I was was going to plan an early trip to fish Venice this year. We have been there a couple of times in the late summer but would like to fish early in the year while the fish are closer to shore. Which is the best month to fish, taking in to consideration the fishing and weather conditions. Feb, March, or April???? Any advice would be much appreciated. 

Thanks, 
Danny Barck


----------



## Captain Woody Woods (Oct 2, 2007)

Daniel, if big tuna is what you are after (150-200 pounds), February is when everything really gets kicked off. Chunking is the name of the game that time of year. Wahoo generally make a strong early season showing and have already set up shop in close on some of the rigs. Best time I can tell you to go is around Mardi Gras. That's when the tuna bite has really fired off the last couple of years. Weather is definitely not your best friend that time of year. We get a few good fish in April but for the most part, the fish start to disperse offshore again and just the 30-40 pound juveniles are the ones that are caught, especially towards the end of the month.


----------



## MakairaPullingLures (Nov 11, 2009)

For what species?


----------



## DanielBArck (Feb 19, 2008)

We are going to be primarily going after tuna. I had heard that many of the other species are not around much that time of year, i.e. Mahi, wahoo, kings etc. Is this information corect?


----------



## DanielBArck (Feb 19, 2008)

Thanks for the information Woody.


----------



## Captain Woody Woods (Oct 2, 2007)

DanielBArck said:


> We are going to be primarily going after tuna. I had heard that many of the other species are not around much that time of year, i.e. Mahi, wahoo, kings etc. Is this information corect?

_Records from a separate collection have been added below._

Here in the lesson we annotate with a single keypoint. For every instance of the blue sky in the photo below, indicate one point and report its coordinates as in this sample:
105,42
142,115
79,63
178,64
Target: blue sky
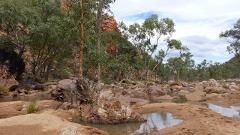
198,22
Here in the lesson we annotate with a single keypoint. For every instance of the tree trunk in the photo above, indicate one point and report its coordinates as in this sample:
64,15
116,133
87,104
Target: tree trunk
81,41
98,31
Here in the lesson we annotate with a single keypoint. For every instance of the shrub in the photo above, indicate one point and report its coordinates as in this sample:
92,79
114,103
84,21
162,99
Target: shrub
31,107
180,99
3,90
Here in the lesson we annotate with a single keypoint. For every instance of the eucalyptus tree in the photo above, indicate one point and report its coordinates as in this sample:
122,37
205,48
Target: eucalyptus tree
233,37
146,37
181,65
15,20
102,6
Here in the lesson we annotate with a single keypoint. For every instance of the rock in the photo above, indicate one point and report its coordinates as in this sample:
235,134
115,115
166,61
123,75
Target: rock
176,88
6,79
67,84
218,90
156,91
44,123
165,97
102,112
110,112
138,101
233,86
138,94
107,94
184,84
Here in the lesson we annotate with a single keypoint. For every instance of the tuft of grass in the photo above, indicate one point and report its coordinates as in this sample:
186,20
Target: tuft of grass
180,99
31,107
3,90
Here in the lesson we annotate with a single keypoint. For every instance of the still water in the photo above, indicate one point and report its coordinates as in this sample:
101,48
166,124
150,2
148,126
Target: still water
154,122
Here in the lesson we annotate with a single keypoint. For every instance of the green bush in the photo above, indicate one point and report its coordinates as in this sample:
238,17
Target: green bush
3,90
180,99
31,107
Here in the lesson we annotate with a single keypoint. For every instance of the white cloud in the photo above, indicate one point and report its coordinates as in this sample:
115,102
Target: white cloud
198,22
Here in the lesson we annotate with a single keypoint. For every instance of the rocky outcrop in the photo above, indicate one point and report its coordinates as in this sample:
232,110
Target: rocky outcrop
110,112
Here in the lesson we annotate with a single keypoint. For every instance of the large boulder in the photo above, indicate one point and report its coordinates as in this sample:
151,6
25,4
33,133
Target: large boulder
67,84
218,90
110,112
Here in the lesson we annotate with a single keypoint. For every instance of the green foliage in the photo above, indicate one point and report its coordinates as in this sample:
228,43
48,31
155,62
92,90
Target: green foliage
3,90
31,107
233,37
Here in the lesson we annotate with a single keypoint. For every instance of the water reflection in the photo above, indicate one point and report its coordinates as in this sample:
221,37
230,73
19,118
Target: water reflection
232,111
155,122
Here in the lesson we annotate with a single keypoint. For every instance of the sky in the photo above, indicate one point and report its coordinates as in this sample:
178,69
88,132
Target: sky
198,23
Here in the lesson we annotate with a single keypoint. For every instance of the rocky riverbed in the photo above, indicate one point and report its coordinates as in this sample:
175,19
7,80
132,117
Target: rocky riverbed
128,101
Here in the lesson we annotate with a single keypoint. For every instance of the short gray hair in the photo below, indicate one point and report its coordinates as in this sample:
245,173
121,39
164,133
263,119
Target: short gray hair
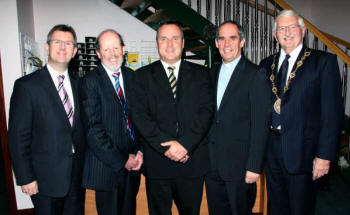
285,13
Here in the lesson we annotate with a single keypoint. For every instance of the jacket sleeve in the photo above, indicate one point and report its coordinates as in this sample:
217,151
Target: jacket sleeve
260,107
331,109
19,134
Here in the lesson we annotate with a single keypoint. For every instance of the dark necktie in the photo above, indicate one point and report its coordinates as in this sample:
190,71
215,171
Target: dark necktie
282,75
172,80
124,105
65,99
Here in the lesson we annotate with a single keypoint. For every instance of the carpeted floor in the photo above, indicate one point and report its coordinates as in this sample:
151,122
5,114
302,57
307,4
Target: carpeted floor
336,201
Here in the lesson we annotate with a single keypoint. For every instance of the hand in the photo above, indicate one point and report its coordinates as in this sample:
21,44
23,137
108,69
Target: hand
320,168
184,159
139,159
251,177
131,162
176,151
30,189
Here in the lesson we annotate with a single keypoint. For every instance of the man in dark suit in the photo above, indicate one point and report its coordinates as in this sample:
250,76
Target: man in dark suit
239,133
172,107
306,118
112,157
46,139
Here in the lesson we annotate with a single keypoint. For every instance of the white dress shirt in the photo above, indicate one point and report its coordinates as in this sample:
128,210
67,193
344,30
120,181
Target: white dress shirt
176,70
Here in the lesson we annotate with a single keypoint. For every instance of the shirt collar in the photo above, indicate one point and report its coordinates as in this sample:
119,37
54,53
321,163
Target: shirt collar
166,65
294,54
54,74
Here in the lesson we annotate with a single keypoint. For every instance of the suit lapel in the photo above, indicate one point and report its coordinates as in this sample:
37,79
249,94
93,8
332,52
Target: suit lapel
50,88
184,79
74,86
235,77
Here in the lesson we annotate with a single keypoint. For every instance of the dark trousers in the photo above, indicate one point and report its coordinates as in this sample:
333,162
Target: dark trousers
122,199
71,204
288,194
186,193
229,197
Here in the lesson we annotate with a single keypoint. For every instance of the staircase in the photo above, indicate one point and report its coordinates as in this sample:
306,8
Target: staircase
199,19
199,32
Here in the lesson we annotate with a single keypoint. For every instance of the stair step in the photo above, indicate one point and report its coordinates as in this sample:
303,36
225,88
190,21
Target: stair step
158,16
131,3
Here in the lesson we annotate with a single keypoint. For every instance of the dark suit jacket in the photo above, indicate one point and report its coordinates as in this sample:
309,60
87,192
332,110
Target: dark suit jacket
108,140
239,133
159,118
40,136
311,111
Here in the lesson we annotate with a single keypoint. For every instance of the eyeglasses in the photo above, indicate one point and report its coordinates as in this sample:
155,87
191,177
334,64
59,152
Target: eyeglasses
289,27
59,42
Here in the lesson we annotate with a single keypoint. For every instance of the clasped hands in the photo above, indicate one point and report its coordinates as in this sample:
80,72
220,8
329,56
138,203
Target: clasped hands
134,162
30,189
176,152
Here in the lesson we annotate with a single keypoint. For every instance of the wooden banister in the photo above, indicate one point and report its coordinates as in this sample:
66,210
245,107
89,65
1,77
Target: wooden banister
271,12
320,35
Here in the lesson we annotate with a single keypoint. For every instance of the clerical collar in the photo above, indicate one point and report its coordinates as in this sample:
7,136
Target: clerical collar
233,63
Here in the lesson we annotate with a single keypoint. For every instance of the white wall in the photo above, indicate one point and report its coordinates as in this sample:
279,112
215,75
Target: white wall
26,17
37,17
9,46
88,18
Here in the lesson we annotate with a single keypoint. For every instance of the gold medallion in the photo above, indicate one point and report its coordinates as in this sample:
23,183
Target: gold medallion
277,106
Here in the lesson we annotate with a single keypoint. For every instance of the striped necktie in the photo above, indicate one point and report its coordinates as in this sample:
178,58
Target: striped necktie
172,80
124,105
65,99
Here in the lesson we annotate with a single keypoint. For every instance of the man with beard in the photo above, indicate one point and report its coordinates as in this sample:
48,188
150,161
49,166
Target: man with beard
112,157
306,118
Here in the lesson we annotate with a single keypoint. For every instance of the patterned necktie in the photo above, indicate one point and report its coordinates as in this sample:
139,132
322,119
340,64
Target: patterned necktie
172,80
124,105
282,74
65,99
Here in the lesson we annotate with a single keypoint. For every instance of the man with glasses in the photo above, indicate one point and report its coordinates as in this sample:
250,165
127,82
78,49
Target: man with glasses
112,158
306,118
45,133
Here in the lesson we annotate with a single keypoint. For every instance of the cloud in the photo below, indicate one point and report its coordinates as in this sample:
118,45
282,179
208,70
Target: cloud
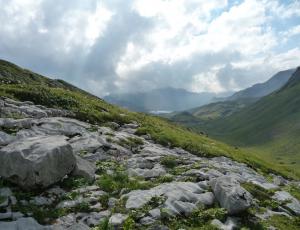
113,46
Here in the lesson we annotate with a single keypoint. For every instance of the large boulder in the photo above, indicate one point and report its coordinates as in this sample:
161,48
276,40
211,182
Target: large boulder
230,194
290,202
6,138
180,197
37,161
84,169
23,223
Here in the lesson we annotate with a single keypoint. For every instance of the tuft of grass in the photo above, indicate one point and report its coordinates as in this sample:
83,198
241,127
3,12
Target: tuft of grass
169,161
74,182
283,222
24,85
263,196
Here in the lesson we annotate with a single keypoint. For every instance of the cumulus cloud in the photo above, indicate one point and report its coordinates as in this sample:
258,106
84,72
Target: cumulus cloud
109,46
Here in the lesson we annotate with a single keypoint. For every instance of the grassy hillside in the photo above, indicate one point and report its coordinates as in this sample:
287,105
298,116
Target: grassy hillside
22,84
270,127
263,89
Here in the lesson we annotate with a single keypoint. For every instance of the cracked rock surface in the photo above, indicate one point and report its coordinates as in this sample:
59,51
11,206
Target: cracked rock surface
60,173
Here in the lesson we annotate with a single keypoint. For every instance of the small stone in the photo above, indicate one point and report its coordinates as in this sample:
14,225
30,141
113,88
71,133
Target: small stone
155,213
147,220
112,202
117,219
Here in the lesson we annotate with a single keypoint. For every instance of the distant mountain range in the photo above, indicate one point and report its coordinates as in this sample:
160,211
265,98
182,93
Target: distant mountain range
223,107
163,99
269,125
263,89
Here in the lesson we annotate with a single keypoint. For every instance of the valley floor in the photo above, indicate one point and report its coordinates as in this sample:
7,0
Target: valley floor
112,178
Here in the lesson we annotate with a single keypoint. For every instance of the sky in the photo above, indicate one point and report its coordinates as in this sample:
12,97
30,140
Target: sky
120,46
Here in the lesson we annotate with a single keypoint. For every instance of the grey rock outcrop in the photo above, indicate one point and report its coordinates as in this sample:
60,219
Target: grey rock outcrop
291,202
24,224
37,162
84,169
230,194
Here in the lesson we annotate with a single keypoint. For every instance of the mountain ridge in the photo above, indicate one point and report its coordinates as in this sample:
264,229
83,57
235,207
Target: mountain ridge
168,99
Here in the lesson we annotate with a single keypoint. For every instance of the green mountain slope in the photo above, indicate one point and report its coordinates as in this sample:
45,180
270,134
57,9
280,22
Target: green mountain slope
86,107
271,126
209,112
262,89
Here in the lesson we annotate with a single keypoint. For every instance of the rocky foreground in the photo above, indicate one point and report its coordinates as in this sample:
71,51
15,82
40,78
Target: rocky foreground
60,173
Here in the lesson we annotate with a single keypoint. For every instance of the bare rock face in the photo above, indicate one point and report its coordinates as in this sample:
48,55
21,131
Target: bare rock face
37,161
84,169
230,194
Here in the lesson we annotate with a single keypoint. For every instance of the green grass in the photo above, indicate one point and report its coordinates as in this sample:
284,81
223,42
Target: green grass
268,128
169,162
96,111
283,223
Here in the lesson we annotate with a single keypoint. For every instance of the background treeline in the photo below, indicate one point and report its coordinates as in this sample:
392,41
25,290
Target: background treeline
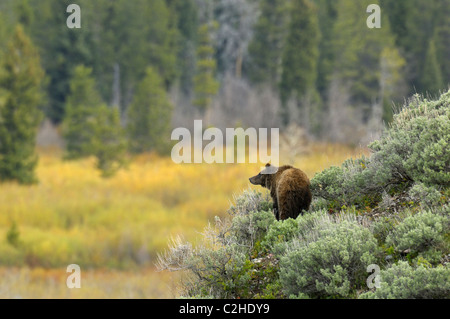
137,68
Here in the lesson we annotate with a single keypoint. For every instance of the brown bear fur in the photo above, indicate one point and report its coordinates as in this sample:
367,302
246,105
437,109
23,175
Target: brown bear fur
289,189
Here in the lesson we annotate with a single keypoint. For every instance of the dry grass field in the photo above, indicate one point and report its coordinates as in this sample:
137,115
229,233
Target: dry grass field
113,228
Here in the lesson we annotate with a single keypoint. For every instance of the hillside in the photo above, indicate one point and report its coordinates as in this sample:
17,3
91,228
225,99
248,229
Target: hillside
378,226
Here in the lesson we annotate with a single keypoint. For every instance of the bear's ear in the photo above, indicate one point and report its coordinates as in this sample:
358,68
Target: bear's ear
269,170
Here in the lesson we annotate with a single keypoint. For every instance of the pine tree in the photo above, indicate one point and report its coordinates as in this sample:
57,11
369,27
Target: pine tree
149,116
81,110
205,85
109,145
358,56
20,96
432,80
268,41
300,56
91,128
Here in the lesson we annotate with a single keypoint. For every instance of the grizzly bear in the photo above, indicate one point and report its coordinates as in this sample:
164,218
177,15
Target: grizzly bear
289,189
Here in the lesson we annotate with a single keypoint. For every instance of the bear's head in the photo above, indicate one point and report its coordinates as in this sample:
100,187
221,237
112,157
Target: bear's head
265,176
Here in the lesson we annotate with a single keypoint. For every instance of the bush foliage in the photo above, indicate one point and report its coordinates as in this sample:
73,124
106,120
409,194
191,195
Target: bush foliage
390,209
413,150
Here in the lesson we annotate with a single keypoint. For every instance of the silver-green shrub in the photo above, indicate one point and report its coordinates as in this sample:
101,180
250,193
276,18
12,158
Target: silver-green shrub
419,232
328,261
427,196
414,149
401,281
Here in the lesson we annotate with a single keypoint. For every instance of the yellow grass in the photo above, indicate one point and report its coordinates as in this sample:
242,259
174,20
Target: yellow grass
75,216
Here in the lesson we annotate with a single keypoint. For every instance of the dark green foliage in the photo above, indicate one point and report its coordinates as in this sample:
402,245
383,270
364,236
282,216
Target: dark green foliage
20,96
90,127
149,116
205,84
62,50
109,145
301,52
265,49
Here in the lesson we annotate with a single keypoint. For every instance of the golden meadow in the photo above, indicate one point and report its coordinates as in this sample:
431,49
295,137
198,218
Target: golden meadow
113,228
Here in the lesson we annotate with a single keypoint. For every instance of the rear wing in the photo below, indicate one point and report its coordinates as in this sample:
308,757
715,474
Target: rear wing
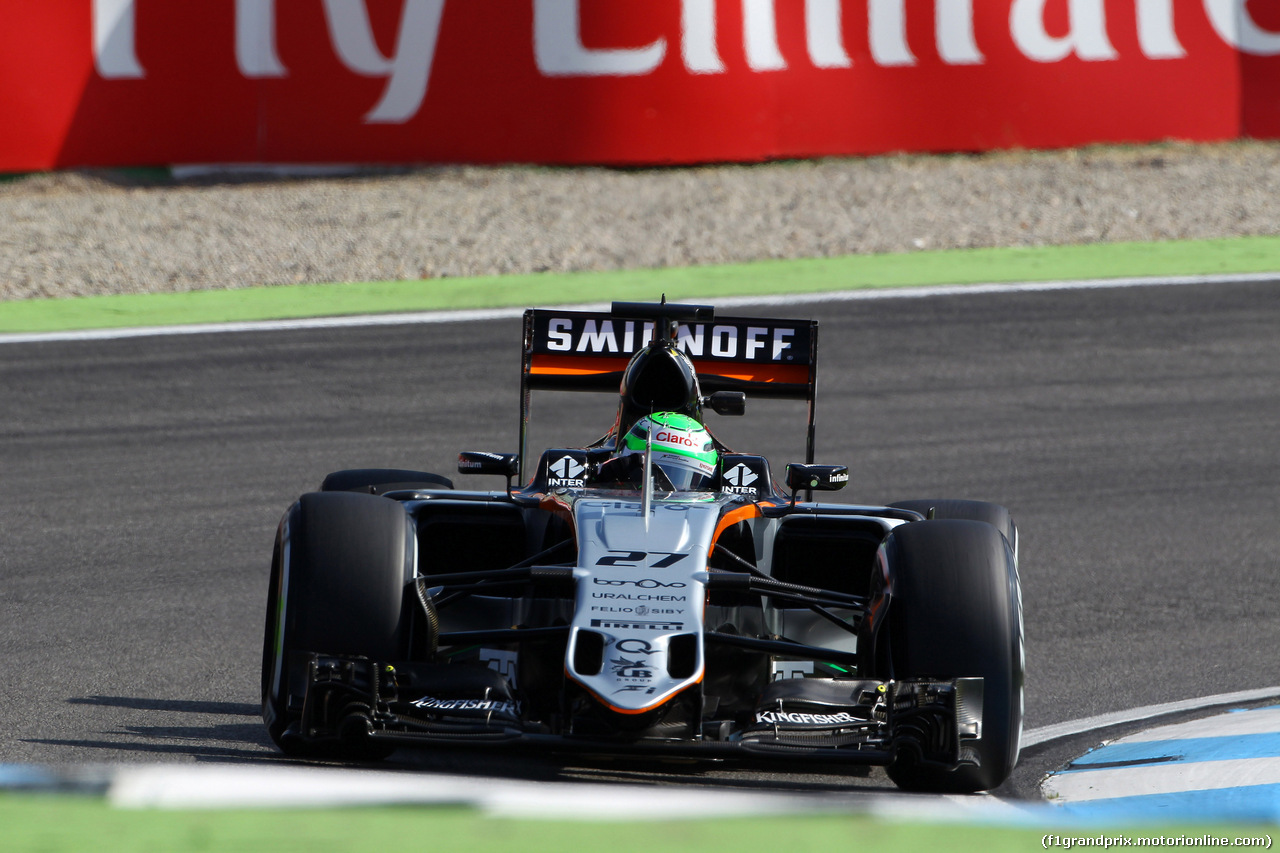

There are more kings than you can shake a stick at. They become quite the nuisance while chunking, at times. They do make good bait however so keep a few for the chunk meat bucket. I've had days where I will retie over 75 hooks. Sometimes you have to feed them before you can feed the big yellows. Dolphin are not completely offshore but are nowhere around the lump. You can find them down in green canyon and some of the closer floaters, but for the most part, don't plan on seeing them again until May. PLENTY of wahoo to be had though.


----------